Es ist 7.48 Uhr, als der große Reisebus das Ortsschild von Tangstedt passiert. Der Bus fährt langsam, es sind nur noch ein paar Meter bis zum Ziel. Der Fahrer blickt angestrengt auf die Straße. Hier irgendwo muss es sein. Er hat schon eine lange Tour hinter sicht.

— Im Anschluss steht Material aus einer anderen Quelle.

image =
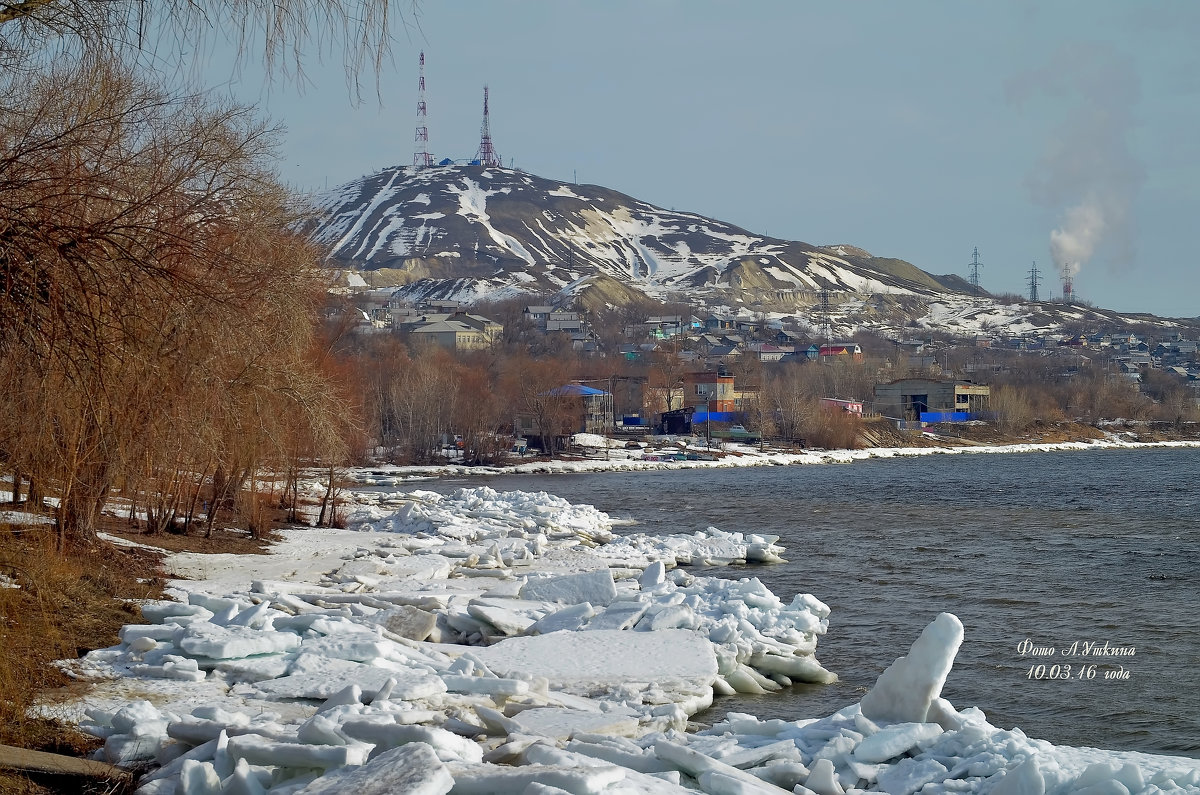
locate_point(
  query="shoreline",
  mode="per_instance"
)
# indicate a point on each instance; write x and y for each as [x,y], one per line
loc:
[305,658]
[735,455]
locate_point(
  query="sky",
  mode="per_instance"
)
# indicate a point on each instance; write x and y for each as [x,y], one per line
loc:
[1060,133]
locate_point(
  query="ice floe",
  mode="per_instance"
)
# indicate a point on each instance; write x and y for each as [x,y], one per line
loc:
[509,643]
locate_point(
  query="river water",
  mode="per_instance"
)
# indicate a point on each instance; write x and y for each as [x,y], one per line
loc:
[1093,547]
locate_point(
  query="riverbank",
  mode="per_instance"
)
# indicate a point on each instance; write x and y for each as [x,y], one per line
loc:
[413,641]
[593,453]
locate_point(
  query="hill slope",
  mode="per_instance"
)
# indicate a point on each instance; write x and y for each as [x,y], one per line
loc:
[473,233]
[466,232]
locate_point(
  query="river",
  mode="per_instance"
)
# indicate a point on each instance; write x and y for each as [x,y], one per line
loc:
[1083,553]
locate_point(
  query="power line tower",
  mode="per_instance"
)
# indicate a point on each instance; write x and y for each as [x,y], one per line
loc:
[975,264]
[421,157]
[487,154]
[827,321]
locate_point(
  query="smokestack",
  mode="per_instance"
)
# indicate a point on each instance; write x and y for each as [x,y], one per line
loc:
[1068,284]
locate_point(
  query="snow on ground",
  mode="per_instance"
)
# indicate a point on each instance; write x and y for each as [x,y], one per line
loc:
[689,452]
[486,641]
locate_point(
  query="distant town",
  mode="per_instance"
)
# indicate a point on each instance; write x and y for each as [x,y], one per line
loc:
[636,371]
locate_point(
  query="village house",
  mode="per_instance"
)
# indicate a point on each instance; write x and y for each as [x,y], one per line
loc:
[576,408]
[931,400]
[459,330]
[851,350]
[711,392]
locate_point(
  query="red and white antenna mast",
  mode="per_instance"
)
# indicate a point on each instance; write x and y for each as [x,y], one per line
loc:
[486,155]
[421,157]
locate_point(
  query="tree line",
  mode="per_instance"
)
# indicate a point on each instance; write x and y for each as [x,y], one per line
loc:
[159,306]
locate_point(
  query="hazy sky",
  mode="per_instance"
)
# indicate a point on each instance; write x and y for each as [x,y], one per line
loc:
[915,130]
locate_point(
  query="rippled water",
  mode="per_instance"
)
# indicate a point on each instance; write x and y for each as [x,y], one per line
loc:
[1096,545]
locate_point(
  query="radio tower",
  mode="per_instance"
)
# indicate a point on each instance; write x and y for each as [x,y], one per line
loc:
[973,274]
[486,155]
[421,157]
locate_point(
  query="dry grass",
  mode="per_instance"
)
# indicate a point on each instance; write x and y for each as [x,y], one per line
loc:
[66,605]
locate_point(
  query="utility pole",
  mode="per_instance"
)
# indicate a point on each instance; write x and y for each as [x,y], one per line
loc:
[1033,281]
[487,154]
[421,157]
[975,266]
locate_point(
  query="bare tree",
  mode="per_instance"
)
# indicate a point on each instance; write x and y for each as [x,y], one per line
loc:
[147,256]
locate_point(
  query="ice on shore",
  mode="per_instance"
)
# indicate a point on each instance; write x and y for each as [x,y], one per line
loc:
[485,644]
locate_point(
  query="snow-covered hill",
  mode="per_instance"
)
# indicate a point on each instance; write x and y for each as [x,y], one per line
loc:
[467,232]
[473,233]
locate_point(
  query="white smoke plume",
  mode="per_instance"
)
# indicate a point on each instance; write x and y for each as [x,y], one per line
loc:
[1087,175]
[1075,240]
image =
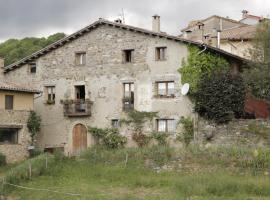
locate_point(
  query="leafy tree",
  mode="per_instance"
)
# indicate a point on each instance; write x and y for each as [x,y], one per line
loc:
[257,77]
[33,125]
[220,97]
[198,64]
[13,50]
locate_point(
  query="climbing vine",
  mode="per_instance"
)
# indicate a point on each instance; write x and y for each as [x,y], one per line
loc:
[33,125]
[137,120]
[199,63]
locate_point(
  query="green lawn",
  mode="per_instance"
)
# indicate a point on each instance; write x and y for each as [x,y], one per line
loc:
[106,176]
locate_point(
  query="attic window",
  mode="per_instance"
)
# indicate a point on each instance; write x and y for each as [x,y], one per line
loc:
[128,55]
[80,58]
[161,53]
[32,68]
[8,136]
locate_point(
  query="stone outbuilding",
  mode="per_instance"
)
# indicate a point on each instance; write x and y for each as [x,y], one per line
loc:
[16,102]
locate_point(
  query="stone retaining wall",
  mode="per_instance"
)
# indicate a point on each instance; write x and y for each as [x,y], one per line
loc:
[251,133]
[15,152]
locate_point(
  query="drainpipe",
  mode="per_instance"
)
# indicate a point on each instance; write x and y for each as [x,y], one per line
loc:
[203,50]
[218,39]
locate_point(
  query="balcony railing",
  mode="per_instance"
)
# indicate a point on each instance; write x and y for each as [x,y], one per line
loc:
[77,108]
[128,104]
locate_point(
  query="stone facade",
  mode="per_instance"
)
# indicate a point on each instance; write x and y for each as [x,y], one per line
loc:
[16,119]
[103,76]
[236,133]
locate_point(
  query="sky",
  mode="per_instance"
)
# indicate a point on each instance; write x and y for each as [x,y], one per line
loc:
[40,18]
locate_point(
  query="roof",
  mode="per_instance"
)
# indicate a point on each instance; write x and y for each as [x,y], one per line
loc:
[100,22]
[194,23]
[8,86]
[239,33]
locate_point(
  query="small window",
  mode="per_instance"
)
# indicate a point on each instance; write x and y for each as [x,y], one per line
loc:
[8,136]
[50,91]
[32,68]
[128,99]
[161,53]
[80,58]
[9,102]
[166,125]
[165,89]
[128,55]
[115,123]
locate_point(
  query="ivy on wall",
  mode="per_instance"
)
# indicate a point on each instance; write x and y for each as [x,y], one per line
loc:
[199,63]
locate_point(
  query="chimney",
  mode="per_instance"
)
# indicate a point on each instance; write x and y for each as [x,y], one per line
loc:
[218,39]
[2,63]
[156,23]
[244,14]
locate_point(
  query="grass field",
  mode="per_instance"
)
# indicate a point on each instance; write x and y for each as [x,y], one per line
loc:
[101,174]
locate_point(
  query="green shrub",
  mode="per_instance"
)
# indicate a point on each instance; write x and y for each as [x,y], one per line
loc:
[134,157]
[137,119]
[111,138]
[33,125]
[161,138]
[188,130]
[220,97]
[2,159]
[38,166]
[35,152]
[199,64]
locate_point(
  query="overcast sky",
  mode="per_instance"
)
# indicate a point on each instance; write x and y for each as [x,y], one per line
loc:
[22,18]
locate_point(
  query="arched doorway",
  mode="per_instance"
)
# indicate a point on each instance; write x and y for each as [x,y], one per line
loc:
[79,139]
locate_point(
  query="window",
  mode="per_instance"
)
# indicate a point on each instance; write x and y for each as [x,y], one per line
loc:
[8,136]
[80,58]
[161,53]
[128,99]
[32,68]
[115,123]
[128,55]
[50,90]
[165,89]
[9,102]
[166,125]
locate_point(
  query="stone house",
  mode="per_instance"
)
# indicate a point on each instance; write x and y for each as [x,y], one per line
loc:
[92,77]
[16,102]
[227,34]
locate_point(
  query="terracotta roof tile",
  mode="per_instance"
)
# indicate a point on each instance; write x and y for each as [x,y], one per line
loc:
[8,86]
[239,33]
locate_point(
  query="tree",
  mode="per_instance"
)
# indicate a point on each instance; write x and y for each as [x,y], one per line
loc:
[33,125]
[13,50]
[220,97]
[257,75]
[198,64]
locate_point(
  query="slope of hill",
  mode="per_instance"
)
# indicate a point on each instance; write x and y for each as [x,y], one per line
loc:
[14,49]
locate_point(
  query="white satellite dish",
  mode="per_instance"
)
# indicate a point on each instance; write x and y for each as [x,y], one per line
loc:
[185,89]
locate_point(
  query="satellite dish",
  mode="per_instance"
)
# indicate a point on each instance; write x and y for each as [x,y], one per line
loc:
[185,89]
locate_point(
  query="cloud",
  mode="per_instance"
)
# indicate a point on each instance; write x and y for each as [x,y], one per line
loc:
[21,18]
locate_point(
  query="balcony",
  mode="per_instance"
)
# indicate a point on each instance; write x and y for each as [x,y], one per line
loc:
[128,103]
[77,108]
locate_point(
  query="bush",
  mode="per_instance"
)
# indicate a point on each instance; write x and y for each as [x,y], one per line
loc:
[35,152]
[108,137]
[220,97]
[2,159]
[188,129]
[198,64]
[134,157]
[161,138]
[38,165]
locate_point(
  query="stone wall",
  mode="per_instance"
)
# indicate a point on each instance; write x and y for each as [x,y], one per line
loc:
[238,132]
[15,152]
[103,77]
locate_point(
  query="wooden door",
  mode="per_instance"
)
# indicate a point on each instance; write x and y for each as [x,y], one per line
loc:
[79,139]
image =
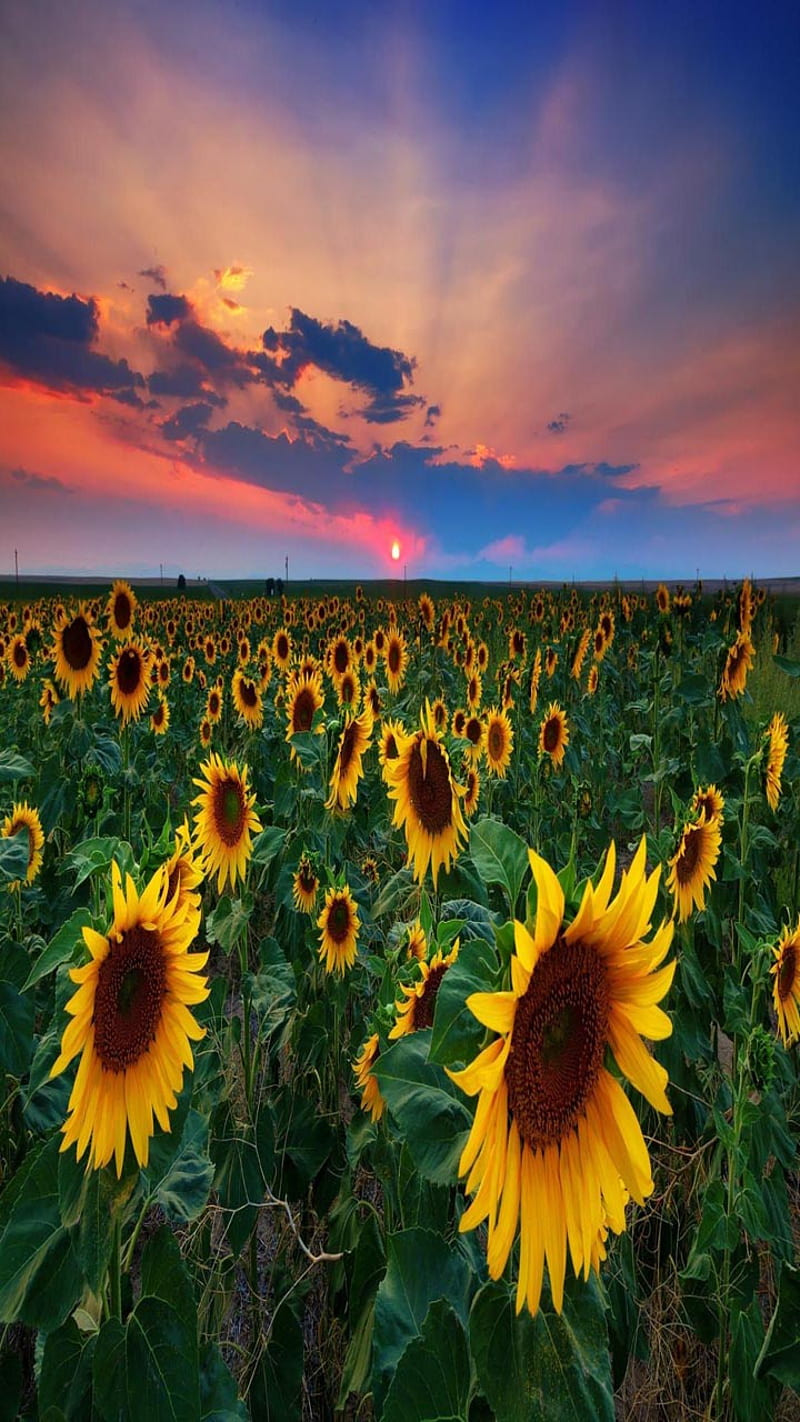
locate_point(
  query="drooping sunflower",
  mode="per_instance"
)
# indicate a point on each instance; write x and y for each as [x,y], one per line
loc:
[692,866]
[426,801]
[24,819]
[130,681]
[786,989]
[499,742]
[247,700]
[77,651]
[415,1010]
[397,660]
[159,720]
[338,926]
[131,1021]
[371,1098]
[121,609]
[17,657]
[554,734]
[556,1146]
[777,733]
[304,886]
[225,819]
[738,663]
[348,765]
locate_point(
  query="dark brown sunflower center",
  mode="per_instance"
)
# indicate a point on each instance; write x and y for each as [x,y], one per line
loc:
[77,644]
[787,971]
[425,1004]
[130,671]
[303,711]
[122,610]
[338,920]
[130,993]
[429,788]
[689,856]
[229,811]
[552,735]
[557,1043]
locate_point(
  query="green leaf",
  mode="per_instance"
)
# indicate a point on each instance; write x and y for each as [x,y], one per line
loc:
[66,1378]
[432,1377]
[276,1391]
[13,859]
[431,1112]
[147,1371]
[456,1033]
[184,1188]
[16,1030]
[13,767]
[500,856]
[544,1367]
[60,949]
[40,1279]
[421,1267]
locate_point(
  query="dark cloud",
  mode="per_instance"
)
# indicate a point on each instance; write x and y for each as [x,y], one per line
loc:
[164,310]
[47,339]
[186,421]
[157,275]
[341,351]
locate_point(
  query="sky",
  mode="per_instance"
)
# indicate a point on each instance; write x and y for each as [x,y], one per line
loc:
[515,287]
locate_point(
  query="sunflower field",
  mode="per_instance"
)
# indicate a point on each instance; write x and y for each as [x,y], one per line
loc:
[400,1007]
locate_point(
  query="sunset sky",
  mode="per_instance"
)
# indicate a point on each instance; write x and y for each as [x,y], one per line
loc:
[509,285]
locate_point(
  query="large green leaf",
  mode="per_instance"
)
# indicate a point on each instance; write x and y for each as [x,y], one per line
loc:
[456,1033]
[431,1112]
[40,1279]
[431,1382]
[421,1267]
[544,1367]
[147,1371]
[500,856]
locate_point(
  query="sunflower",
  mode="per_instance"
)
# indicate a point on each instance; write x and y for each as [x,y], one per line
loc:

Ein paar Kinder und Eltern sind auf dem Weg zur Schule, der Unterricht fängt gleich an. Fast niemand beachtet den Bus, der durch die Hauptstraße rollt. Um die Zeit ist immer viel Verkehr. Fast niemand ahnt, dass in dem Reisebus 47 Flüchtlinge aus der Ukraine sind, die für die nächsten zwei Monate in Tangstedt leben werden. Eine Gruppe von englischen Geschäftsmännern hat den Transport organisiert und in der Tangstedter Mühle für zwei Monate 15 Hotelzimmer angemietet. Auf eigene Kosten. Die Unternehmer haben selbst Wurzeln in die Ukraine. Sie möchten anonym bleiben. Es solle nicht um sie gehen, sondern um die Betroffenen. Die Menschen.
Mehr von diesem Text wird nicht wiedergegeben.